Trade invoice data held by illion and analysed through its proprietary trade payment program, found that businesses operating in high-risk industries have the highest percentage of overdue trade payments (by dollar amount) and high-risk businesses are taking longer to pay outstanding invoices in 2023, as compared to previous years. Put in simple terms, their trade payment obligations are more likely to remain unpaid or substantially overdue when finally paid.

On a national basis, the ‘food services’ and ‘construction’ industries are showing the highest failure risk in Australia at 14 percent and 11 percent respectively, closely followed by the ‘retail services’ and ‘transport’ sectors, both at 10% risk of failure.

At the other end of the scale, ‘financial & insurance services’, as well as ‘professional & technical services’ both at 3.5 percent, and ‘wholesale trade & manufacturing’ at four percent having the lowest risk of business failure.

The following graph illustrates that trade obligations invoiced very recently (billed in the last three months) to businesses in the three higher-risk industries were far more likely to remain unpaid for at least two months than invoices due for payment from the lower-risk professional and financial services sectors.

This difference ranged from 60% higher, when comparing ‘construction’ to ‘professional services’, to three times higher, when comparing ‘food services’ to ‘financial services’. The food, retail, and construction sectors, therefore, appear to be the most vulnerable to financial stress such as from rising costs and lower sales.

“When we focused on high-risk businesses, irrespective of their industry sector, the research found that 57 percent of all outstanding trade invoices were over 60 days overdue in March 2023, many times higher than the overdue rate across all Australian businesses, which is only around 6 percent,” said Barrett Hasseldine, Head of Modelling at illion. “Overdue trade obligations were therefore strongly indicative of business failure risk.”

“In addition, high risk businesses also suffered a large deterioration in overdue trade payments between July 2022 and March 2023, climbing from 42% to 57%. This deterioration in invoice payments was especially notable in the last quarter of 2022 and the first quarter of 2023, rising from 44% in November 2022 to 57% in March 2023.”

“With already-high underlying financial stress continuing to climb, and no indication of any improvement through 2023, Australia should expect to see overdue trade payments and higher business failure risk continuing through 2023.”

The research showed that the situation for high-risk businesses within the ‘food services’ and ‘retail sectors’ is particularly concerning, as shown in the below graph. In the food services industry, the percentage of substantially overdue trade payments now exceeds 62% (up from 52% in July 2022). In the retail sector it is now at 68% (up from a range of 40-50% during 2022).

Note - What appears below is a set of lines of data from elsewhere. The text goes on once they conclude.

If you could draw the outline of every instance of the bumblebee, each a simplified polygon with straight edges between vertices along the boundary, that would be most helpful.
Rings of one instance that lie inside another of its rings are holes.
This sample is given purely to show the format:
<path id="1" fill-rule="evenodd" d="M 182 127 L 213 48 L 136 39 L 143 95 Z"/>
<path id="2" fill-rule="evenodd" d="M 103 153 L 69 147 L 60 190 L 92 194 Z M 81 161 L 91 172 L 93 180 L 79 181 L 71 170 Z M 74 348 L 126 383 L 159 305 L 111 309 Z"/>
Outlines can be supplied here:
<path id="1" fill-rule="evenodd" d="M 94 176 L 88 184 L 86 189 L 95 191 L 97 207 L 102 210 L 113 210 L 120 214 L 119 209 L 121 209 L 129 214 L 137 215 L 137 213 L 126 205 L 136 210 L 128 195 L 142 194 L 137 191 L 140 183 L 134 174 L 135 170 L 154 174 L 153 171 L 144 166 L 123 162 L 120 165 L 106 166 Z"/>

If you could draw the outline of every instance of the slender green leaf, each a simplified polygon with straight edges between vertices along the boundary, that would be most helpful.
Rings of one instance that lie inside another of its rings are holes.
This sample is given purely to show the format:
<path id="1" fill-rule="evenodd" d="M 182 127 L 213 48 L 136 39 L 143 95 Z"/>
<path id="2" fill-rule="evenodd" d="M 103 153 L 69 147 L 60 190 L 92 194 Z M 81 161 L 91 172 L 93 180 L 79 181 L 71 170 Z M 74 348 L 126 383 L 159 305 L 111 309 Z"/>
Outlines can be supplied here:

“In both industries, high-risk businesses appear to have struggled for some time now but have also deteriorated substantially in the last 6 months,” Mr Hasseldine added.

“This trend in overdue payments suggests that the recent economic shock has had an especially significant impact on retail businesses, potentially resulting from falling revenues post-Christmas and rising input costs from shop rents, power prices, and inventory costs.”

“This recent rise in overdue trade payments can also be seen in vulnerable construction businesses, up from 29% in September 2022 to 42% in March 2023, and is likely to be attributed to the fall in cash flow from rising building supply costs and contract labour costs coinciding with fixed contracted project revenues.”

“The financial risks besetting the food services, retail and construction sectors have now also coincided with a significant rise in debt collection activity, most notably in the construction industry, which has seen a threefold rise in daily collections activity in Q1 2023, compared with the previous nine months.

“Similarly, the retail and food services sectors have had 75% rises in collections activity. This contrasts with the Professional Services and Financial Services sectors where we have seen no change in collections activity over the last 12 months.”

While Australian businesses have been affected by economic shocks in 2023, an underlying trend to higher failure risk has been evident for over 12 months. Vulnerable businesses have shown a gradual deterioration in their trading behaviour, which has then been exacerbated by these recent shocks.



About the data

illion holds business information on over 8 million commercial entities and over 2 million active entities. Adverse business history, structural, geographic, demographic and director data is sourced from court registrations and ASIC. Trading behaviour, including invoicing and payment data is sourced from illion’s proprietary trade program, which holds the trading obligations of Australian businesses. The program’s data-store holds the volume and value of invoices received over more than 20 years and the business’ performance in meeting these obligations.


“This Commercial Insights Report (“Report”) is provided by illion Australia Pty Limited (“illion”)as general information, and it is not (and does not contain any form of) professional, legal or financial advice.

illion makes no representations, warranties or guarantees that this Report is error-free, accurate or complete.